The South African National Roads Agency Limited (Sanral) this week hosted 300 construction industry, government and industry association experts at two workshop sessions to discuss the agency’s draft transformation policy and long-term strategy.
“These sessions are the first of 30 that will take place across the country in the next eight weeks. We want to hear the views of those impacted by both our 2030 strategy and our transformation policy,” said Sanral CEO Skhumbuzo Macozoma.
The intention of the documents is not to destroy the construction industry or Sanral, he stressed.
“We must show value to all South Africans. This is what roads are meant to do – they connect people to people, to places and most importantly to opportunities. These opportunities can no longer be limited to the few,” he commented.
Those that are unable to attend sessions are able to access the Horizon2030 strategy and transformation policy on Sanral’s website.
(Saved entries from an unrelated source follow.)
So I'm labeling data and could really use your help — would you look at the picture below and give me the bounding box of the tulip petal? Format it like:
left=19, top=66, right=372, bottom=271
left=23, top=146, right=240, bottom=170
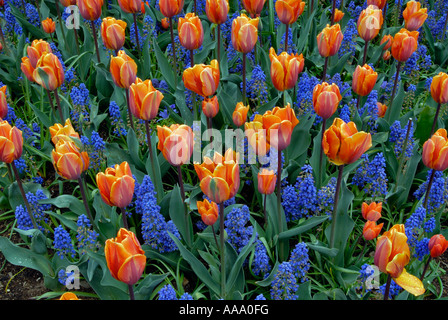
left=117, top=254, right=146, bottom=285
left=394, top=268, right=425, bottom=296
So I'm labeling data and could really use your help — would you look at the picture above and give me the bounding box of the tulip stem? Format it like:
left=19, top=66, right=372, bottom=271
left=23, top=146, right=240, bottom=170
left=217, top=24, right=221, bottom=63
left=355, top=95, right=361, bottom=110
left=383, top=274, right=392, bottom=300
left=211, top=224, right=219, bottom=250
left=71, top=7, right=80, bottom=55
left=120, top=207, right=129, bottom=230
left=219, top=202, right=226, bottom=299
left=423, top=169, right=436, bottom=210
left=318, top=118, right=326, bottom=189
left=330, top=0, right=337, bottom=25
left=10, top=162, right=38, bottom=230
left=53, top=90, right=64, bottom=123
left=329, top=164, right=344, bottom=248
left=177, top=165, right=190, bottom=245
left=386, top=61, right=401, bottom=123
left=169, top=17, right=178, bottom=76
left=128, top=284, right=135, bottom=300
left=145, top=120, right=159, bottom=202
left=362, top=40, right=369, bottom=65
left=125, top=89, right=135, bottom=131
left=263, top=193, right=268, bottom=227
left=242, top=53, right=247, bottom=105
left=322, top=57, right=328, bottom=82
left=133, top=13, right=140, bottom=54
left=420, top=256, right=432, bottom=281
left=46, top=89, right=57, bottom=119
left=55, top=0, right=67, bottom=52
left=78, top=177, right=94, bottom=225
left=284, top=23, right=289, bottom=52
left=90, top=20, right=101, bottom=64
left=430, top=103, right=441, bottom=136
left=277, top=149, right=286, bottom=260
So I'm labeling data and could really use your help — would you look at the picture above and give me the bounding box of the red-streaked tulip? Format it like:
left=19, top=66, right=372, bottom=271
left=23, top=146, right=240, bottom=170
left=27, top=39, right=52, bottom=68
left=422, top=128, right=448, bottom=171
left=161, top=17, right=170, bottom=29
left=21, top=57, right=35, bottom=82
left=241, top=0, right=266, bottom=18
left=428, top=234, right=448, bottom=258
left=182, top=60, right=220, bottom=97
left=117, top=0, right=141, bottom=13
left=110, top=50, right=138, bottom=89
left=157, top=124, right=194, bottom=166
left=159, top=0, right=184, bottom=18
left=380, top=34, right=393, bottom=51
left=363, top=220, right=383, bottom=241
left=367, top=0, right=387, bottom=9
left=317, top=23, right=343, bottom=58
left=77, top=0, right=104, bottom=21
left=0, top=86, right=7, bottom=119
left=333, top=9, right=344, bottom=23
left=244, top=120, right=270, bottom=157
left=32, top=52, right=65, bottom=91
left=382, top=50, right=391, bottom=61
left=362, top=201, right=382, bottom=221
left=178, top=13, right=204, bottom=51
left=352, top=64, right=378, bottom=97
left=403, top=0, right=428, bottom=31
left=391, top=28, right=419, bottom=62
left=275, top=0, right=305, bottom=25
left=129, top=78, right=164, bottom=121
left=105, top=228, right=146, bottom=286
left=257, top=168, right=277, bottom=195
left=232, top=102, right=249, bottom=127
left=231, top=13, right=259, bottom=54
left=313, top=82, right=342, bottom=119
left=197, top=198, right=219, bottom=225
left=42, top=17, right=56, bottom=34
left=430, top=72, right=448, bottom=104
left=49, top=118, right=80, bottom=145
left=202, top=95, right=219, bottom=118
left=0, top=120, right=23, bottom=163
left=51, top=139, right=89, bottom=180
left=357, top=5, right=383, bottom=42
left=205, top=0, right=229, bottom=25
left=101, top=17, right=127, bottom=52
left=269, top=47, right=304, bottom=91
left=96, top=161, right=135, bottom=208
Further, there are several ways to give input on these, including through the website, through email submissions or postal delivery.
“All comments will be considered. These documents are not final. Revised drafts will be submitted to our board for approval and from there to the Minister of Transport who will then table these before Cabinet,” said Macozoma.
Engineering News Online reported last month that some of the proposals of the draft transformation policy include that Sanral only does business with companies that are at least 51% black-owned and with a minimum Level 2 black empowerment rating, when rolling out capital projects.
Also, a maximum of 15 tenders a year will be issued to a single company and companies will be required to make use of Sanral-approved contractors.
Concessions to manage and operate toll roads will only be awarded to companies with 51% black ownership. To reduce monopolies, Sanral will limit the number of contracts awarded to established and dominant industry players.
There will also be a focus on the “equitable allocation” of projects across Construction Industry Development Board grades, with grades 1 to 4 (emerging and/or smaller companies) to be included.
Emphasis will also be placed on creating space for black business in materials and equipment supply chains.